Now Pitt has returned to Morrisburg from Scotland to be there on Friday when the OPP officially rename the Hwy. 31 bridge that spans Hwy. 401 in his father’s honour. It is the latest memorial for the officer, who 12 years ago received a memorial plaque and display in the Morrisburg OPP detachment after investigators re-opened his case in a last-ditch effort to track the killers.

Pitt, who was in Scotland with his mother and younger brother when his father was shot in 1957 and returned there in the years after his father’s death, said he was delighted when he received an email from the OPP asking for his permission to use his father’s name on the bridge.

The dedication ceremony was scheduled for 11 a.m. Friday at the Morrisburg Legion. OPP Commissioner Vince Hawkes and other dignitaries were expected to attend.

“Morrisburg has done quite a lot for my father and the memory of him,” said Pitt, a 65-year-old retired paramedic. “I was surprised and happy that this is getting done.”

Pitt suspects it will be his last visit to Canada. His first trip was as a seven-year-old in the weeks after his father was shot, travelling from their home with his mother Margaret and younger brother Ian.

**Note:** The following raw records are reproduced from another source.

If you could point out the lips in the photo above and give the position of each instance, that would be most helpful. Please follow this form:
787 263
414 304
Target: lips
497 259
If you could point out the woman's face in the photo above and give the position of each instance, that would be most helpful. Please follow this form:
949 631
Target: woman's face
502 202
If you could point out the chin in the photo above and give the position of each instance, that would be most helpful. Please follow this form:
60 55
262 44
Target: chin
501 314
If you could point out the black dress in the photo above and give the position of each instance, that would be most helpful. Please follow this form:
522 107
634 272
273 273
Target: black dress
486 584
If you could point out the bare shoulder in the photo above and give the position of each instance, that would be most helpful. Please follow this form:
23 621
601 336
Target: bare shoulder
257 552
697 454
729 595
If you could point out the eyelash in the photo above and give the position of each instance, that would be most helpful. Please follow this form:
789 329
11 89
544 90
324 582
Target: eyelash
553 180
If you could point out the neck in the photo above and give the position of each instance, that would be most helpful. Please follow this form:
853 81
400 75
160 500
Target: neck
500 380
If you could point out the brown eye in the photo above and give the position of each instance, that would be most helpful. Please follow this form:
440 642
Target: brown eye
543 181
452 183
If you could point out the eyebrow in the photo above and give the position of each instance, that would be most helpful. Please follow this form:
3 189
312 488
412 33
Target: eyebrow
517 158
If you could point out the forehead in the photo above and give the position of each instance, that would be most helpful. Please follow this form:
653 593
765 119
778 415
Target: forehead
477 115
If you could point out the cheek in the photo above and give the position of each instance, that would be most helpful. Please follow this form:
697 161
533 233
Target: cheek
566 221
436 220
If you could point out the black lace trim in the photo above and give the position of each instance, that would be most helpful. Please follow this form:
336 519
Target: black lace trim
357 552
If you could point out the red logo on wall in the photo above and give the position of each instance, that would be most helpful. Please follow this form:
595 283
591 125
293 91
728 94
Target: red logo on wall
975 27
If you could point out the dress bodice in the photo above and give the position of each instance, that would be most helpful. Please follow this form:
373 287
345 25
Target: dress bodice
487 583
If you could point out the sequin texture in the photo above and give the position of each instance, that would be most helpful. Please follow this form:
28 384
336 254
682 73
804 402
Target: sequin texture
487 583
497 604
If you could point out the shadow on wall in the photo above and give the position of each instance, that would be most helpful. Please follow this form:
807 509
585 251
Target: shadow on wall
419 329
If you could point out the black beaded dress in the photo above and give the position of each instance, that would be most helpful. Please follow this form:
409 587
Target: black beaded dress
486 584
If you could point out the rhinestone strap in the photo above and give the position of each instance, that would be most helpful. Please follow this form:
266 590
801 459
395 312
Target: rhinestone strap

His father had come to Canada ahead of his family, and had been a Morrisburg police officer for only six weeks when he was shot.

ottawa-05-02-02-photos-taken-from-the-morrisburg-leader-news.jpeg

A photo from the Morrisburg Leader newspaper shows a seven-year-old Ronald Pitt Jr., his mother Margaret and brother Ian visiting their father, Const. Ronald Pitt, in hospital in 1957.


Pitt’s memories of his father are vague. He remembers him lying in the hospital bed. Pitt said his dad was a strict and tough man who insisted his son behave himself and be polite.

He often thinks about what life may have been like if he had grown up with a father. His younger brother Ian committed suicide at age 17 after the family returned to Scotland.

“I can put a lot of trouble there at the door of what happened to my father. When we went back to Scotland my mother remarried and things were a wee bit difficult,” he said.

Pitt said he and his wife intended to visit his father’s gravesite one final time during their visit.